We live in days when crowd dominion over individuals has been advancing at a headlong pace.... If he is not to drink in London lest a Glasgow engineer should get drunk, why should not his eating be alike limited? Why not the style and cut of his clothes? Why not the size and character of his house? He must cause his children to be taught at least the minimum of muddled information which the government calls education. He must insure for his dependents the attention of an all-educated physician, and the administration of drugs known to be useless. If the crowd had its way every mother and infant would be under the orders of inspectors, regardless of the capacity of the parent. We should all be ordered about in every relation of life from infancy to manhood.... Freedom would utterly vanish, and this, not because the crowd can arrange things better than the individual. It cannot. It lacks the individual's brains. The ultimate reason for all this interference is the crowd's desire to swallow up and control the unit. The instinct of all crowds is to dominate, to capture and overwhelm the individual, to make him their slave, to absorb all his life for their service.
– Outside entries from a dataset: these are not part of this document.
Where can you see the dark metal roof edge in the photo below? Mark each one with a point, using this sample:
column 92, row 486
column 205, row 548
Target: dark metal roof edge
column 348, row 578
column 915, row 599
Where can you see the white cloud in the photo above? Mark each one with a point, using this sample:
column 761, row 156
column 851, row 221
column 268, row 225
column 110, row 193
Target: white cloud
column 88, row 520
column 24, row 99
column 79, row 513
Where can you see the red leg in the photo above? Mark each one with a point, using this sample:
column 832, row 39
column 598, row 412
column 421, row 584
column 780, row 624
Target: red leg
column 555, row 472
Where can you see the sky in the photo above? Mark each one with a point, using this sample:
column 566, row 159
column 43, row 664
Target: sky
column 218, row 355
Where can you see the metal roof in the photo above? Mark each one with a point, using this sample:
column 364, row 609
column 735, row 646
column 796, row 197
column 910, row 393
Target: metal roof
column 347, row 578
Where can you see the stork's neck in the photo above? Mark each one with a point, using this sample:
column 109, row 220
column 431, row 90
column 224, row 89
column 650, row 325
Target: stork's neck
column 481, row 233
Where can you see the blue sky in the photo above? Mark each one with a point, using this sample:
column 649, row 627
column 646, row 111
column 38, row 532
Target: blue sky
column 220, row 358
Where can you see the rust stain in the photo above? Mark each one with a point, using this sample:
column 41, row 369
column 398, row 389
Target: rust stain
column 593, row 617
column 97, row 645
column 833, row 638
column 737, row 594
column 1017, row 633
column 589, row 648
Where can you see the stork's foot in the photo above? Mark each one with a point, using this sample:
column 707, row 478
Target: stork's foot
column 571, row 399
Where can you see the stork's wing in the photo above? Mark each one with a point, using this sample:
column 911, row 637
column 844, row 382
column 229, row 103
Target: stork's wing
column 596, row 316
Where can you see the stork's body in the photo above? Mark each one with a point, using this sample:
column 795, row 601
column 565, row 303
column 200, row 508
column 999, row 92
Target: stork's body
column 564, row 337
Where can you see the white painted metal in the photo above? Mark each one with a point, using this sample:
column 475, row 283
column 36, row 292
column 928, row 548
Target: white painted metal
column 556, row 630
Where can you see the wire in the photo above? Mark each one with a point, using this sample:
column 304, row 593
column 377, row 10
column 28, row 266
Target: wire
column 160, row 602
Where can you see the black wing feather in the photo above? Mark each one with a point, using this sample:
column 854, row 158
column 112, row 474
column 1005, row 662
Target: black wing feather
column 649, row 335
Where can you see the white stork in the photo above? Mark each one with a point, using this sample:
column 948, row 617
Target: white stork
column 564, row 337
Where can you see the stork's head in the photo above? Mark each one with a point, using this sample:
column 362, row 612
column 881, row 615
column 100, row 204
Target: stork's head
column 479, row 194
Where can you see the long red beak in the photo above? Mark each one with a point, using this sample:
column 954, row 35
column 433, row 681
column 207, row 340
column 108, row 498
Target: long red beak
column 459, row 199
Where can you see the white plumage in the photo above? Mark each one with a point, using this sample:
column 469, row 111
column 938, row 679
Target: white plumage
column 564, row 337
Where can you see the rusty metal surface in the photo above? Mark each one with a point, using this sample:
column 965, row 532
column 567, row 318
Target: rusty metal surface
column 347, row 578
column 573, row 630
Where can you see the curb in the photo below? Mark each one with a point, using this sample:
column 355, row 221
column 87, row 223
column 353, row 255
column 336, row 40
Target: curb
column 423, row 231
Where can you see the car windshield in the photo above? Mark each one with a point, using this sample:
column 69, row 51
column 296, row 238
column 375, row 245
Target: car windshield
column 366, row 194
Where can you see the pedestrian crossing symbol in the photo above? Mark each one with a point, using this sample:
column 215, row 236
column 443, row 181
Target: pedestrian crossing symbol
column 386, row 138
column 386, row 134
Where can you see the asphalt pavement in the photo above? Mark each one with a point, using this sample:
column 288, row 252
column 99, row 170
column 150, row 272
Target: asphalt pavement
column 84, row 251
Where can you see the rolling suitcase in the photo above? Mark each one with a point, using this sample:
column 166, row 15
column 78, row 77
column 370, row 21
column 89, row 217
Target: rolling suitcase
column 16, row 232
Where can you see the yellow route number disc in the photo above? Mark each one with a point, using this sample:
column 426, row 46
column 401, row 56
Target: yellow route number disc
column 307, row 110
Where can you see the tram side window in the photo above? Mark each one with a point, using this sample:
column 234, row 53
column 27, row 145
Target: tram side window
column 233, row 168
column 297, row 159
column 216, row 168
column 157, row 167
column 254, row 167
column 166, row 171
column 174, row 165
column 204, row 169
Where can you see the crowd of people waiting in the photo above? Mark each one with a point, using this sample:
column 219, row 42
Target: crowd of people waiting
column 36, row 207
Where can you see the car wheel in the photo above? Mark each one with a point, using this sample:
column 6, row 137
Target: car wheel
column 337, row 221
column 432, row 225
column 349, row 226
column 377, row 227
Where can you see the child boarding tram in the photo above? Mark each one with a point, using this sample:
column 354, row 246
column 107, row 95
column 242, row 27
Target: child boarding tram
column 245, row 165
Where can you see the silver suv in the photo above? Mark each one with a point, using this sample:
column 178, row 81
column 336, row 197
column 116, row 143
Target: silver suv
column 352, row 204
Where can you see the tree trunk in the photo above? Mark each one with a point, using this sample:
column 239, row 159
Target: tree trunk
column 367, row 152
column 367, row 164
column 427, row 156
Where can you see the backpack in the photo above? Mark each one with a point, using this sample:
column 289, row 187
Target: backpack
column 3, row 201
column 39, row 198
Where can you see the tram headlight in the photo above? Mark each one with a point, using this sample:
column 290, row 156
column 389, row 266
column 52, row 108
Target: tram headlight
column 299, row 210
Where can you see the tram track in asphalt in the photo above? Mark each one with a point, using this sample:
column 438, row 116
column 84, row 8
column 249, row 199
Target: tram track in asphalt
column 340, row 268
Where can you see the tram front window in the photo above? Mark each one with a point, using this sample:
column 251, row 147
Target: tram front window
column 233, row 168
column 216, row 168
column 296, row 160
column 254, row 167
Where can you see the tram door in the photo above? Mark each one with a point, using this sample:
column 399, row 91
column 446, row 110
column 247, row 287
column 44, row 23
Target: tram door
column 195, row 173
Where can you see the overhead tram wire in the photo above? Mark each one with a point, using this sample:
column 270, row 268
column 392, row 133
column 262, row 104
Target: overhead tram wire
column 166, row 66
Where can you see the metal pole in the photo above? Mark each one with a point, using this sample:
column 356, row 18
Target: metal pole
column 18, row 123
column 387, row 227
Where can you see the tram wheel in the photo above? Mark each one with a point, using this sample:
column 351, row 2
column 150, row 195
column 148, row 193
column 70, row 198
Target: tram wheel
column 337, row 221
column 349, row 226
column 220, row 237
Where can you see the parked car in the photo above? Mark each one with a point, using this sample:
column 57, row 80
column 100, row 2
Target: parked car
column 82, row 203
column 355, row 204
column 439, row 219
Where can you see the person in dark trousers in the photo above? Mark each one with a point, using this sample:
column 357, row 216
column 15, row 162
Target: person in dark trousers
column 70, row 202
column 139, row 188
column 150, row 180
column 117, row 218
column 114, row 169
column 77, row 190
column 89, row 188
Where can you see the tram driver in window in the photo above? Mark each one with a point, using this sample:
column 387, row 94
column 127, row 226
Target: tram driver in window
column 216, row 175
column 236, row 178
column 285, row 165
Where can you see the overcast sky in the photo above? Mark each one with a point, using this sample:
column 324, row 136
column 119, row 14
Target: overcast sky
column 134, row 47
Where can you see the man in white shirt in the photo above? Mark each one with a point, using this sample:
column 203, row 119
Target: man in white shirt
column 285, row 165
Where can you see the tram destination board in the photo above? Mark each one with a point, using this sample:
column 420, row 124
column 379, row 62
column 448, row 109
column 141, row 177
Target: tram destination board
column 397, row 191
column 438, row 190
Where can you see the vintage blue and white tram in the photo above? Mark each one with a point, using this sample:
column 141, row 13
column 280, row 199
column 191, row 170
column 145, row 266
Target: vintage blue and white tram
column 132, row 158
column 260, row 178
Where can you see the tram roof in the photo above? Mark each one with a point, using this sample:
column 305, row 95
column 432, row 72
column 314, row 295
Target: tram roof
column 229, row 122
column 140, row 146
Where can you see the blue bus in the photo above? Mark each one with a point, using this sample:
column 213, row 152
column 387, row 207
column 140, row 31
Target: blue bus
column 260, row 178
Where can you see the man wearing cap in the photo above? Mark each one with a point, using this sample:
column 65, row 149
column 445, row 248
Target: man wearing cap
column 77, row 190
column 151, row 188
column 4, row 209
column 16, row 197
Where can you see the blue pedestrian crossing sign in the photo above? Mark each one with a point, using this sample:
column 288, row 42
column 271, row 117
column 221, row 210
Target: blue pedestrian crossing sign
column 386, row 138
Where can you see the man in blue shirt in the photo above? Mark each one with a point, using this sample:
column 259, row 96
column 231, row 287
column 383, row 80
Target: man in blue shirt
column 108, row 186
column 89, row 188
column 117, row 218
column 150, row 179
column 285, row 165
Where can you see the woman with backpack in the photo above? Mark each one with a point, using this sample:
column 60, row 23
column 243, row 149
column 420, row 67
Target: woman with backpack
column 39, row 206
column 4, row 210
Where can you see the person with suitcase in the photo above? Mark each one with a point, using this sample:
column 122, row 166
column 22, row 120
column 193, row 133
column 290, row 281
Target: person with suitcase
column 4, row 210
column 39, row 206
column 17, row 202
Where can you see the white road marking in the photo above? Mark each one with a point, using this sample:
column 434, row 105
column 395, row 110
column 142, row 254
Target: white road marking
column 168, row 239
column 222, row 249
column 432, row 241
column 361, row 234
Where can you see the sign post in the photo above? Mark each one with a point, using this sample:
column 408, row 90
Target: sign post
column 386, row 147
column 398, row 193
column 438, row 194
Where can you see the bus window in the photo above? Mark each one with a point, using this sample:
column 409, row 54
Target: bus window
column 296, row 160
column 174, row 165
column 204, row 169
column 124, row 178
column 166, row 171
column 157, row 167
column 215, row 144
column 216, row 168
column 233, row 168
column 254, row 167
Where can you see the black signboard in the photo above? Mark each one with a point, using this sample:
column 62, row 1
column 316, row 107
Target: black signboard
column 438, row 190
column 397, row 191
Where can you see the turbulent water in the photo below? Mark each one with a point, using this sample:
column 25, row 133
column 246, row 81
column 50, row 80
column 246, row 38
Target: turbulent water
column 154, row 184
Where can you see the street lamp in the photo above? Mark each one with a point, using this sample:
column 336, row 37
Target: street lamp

The criticism has often been made of democracy that it permits too much freedom; the reverse of this is nearer the truth. It was de Tocqueville, I think, who first called attention to the "tyranny of the majority" in democratic America. Probably one of the most comprehensive and discriminating studies that have ever been made of the habits and institutions of any nation may be found in the work of this observing young Frenchman who visited our country at the close of its first half century of political independence. De Tocqueville's account of Democracy in America is still good reading, much of it being applicable to the present. This writer was in no sense an unfriendly critic. He praised much that he saw, but even in those days (the period of 1830) he was not taken in by the fiction that, because the American people live under laws of their own making, they are therefore free. Much of the following passages taken here and there from Chapters XIV and XV is as true today as it was when it was written:

America is therefore a free country in which, lest anybody be hurt by your remarks, you are not allowed to speak freely of private individuals, of the State, or the citizens, or the authorities, of public or private undertakings, in short of anything at all, except perhaps the climate and the soil, and even then Americans will be found ready to defend both as if they had concurred in producing them.

The American submits without a murmur to the authority of the pettiest magistrate. This truth prevails even in the trivial details of national life. An American cannot converse--he speaks to you as if he were addressing a meeting. If an American were condemned to confine himself to his own affairs, he would be robbed of one-half of his existence; his wretchedness would be unbearable....

The moral authority of the majority in America is based on the notion that there is more intelligence and wisdom in a number of men united than in a single individual.... The theory of equality is thus applied to the intellects of men.

The French, under the old regime, held it for a maxim that the King could do no wrong. The Americans entertain the same opinion with regard to the majority.

In the United States, all parties are willing to recognize the rights of the majority, because they all hope at some time to be able to exercise them to their own advantage. The majority therefore in that country exercises a prodigious actual authority and a power of opinion which is nearly as great (as that of the absolute autocrat). No obstacles exist which can impair or even retard its progress so as to make it heed the complaints of those whom it crushes upon its path. This state of things is harmful in itself and dangerous for the future.

As the majority is the only power which it is important to court, all its projects are taken up with the greatest ardor; but no sooner is its attention distracted than all this ardor ceases.